Under the Hood of Regression Metrics
May 12, 2025
As a car mechanic, you constantly estimate how long a job will take. Some estimates are spot-on. Others? Not so much.
Just like in real life, predictive models in data science try to estimate numerical outcomes — like repair times, sales, or costs. To understand how well your model performs, we use regression metrics.
Let’s explore five of them through one relatable analogy: estimating car repair time.
1. Mean Absolute Error (MAE)
“On average, how far off were my time estimates?”
MAE is the average absolute difference between your predicted time and the actual time.
Use MAE when you want a simple, interpretable measure of average error.
2. Mean Squared Error (MSE)
“Did I make any really bad mistakes?”
MSE squares each error before averaging, so large mistakes are penalized more heavily.
Use MSE when you want your model to avoid big errors — where being off by 3 hours is worse than three 1-hour misses.
3. Root Mean Squared Error (RMSE)
“What’s the typical size of my error — in hours?”
RMSE is just the square root of MSE. It still penalizes large errors but returns the result in the same unit as the original value (e.g., hours).
Use RMSE for interpretability with sensitivity to outliers.
4. R² Score (Coefficient of Determination)
“How well do my estimates explain the actual variation in repair times?”
R² tells you how much better your predictions are than just guessing the average.
Use R² to understand model quality.
- R² = 1 is perfect,
- R² = 0 is no better than guessing the average,
- R² < 0 means worse than guessing.
5. Adjusted R²
“Did adding more features (like car age or weather) really help?”

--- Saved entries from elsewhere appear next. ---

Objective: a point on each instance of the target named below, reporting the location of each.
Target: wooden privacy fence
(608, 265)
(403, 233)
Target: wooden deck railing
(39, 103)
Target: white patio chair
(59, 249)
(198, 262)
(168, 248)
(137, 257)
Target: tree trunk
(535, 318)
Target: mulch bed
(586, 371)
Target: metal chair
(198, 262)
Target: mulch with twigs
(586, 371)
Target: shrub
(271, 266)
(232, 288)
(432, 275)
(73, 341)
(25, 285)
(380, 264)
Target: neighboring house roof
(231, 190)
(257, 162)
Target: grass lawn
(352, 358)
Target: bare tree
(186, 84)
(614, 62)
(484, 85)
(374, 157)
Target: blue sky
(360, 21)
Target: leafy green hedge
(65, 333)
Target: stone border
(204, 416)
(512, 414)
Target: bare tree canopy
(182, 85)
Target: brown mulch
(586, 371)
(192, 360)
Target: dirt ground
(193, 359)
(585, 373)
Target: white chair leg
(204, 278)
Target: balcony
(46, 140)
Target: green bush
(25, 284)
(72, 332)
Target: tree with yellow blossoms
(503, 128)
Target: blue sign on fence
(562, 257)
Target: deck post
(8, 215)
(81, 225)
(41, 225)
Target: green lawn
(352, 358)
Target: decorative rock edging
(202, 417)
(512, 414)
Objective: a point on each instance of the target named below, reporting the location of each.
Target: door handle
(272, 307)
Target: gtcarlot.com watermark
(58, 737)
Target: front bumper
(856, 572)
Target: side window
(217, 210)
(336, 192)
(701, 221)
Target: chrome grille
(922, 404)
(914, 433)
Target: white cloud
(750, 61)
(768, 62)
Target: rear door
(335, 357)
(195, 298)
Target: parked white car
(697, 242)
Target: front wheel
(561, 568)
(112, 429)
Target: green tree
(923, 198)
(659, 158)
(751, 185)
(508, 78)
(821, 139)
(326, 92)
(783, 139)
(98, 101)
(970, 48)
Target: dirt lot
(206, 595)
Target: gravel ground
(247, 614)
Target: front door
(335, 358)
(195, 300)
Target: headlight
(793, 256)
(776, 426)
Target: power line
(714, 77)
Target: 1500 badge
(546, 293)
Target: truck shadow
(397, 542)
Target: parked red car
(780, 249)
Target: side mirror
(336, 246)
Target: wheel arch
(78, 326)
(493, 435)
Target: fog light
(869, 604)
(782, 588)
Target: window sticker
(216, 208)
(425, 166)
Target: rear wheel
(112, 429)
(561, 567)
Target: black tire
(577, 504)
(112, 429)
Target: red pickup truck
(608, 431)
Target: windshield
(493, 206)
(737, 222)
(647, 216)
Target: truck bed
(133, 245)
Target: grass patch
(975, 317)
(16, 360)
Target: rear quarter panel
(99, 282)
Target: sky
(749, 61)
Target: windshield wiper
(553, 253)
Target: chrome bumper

Adjusted R² accounts for the number of predictors in the model. It only increases if the new features improve the model meaningfully.
Use this when comparing models with different numbers of inputs.
Summary Table
Final Tune-Up
Just like mechanics live and die by their time estimates, data scientists live by their model metrics.
- MAE tells you your average miss.
- MSE and RMSE tell you if your misses are painful.
- R² tells you how well you understand what drives variation.
- Adjusted R² keeps you honest when you're adding complexity.
Pick the right metric for the job — whether you're under the hood or under the hood of your data.